The main stream of Gunicorn does nothing but a proxy server, generates a certain number of copies of your application (workers), distributing HTTP requests among them. He uses the fact that there are several cores on each dynot. As already mentioned, the number of workers you have to choose depends on how much memory your application needs.
Contrary to what Bob Spring said in the last comment, there are other ways to use this feature for parallelism to run separate servers on the same dinodera. The easiest way is to create a separate sub-file and run the equivalent of all-Python Foreman , Honcho , from your main Procfile file, following these instructions . Essentially, in this case, your only dyno command is a program that manages several single commands. It is similar to the fact that he is given one desire from the genie and make it wish 4 more wishes.

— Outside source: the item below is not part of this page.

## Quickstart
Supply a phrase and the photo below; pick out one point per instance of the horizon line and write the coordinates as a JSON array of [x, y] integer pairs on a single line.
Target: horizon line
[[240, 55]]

The advantage of this is that you can fully utilize the capabilities of your dinosaurs. The disadvantage of this approach is that you lose the ability to scale individual parts of your application independently when they share the dynamic. When you scale a dynamometer, it will scale everything that you multiplexed on it, which may be undesirable. You may have to use diagnostics to decide when to put the service on your own dedicated dyno.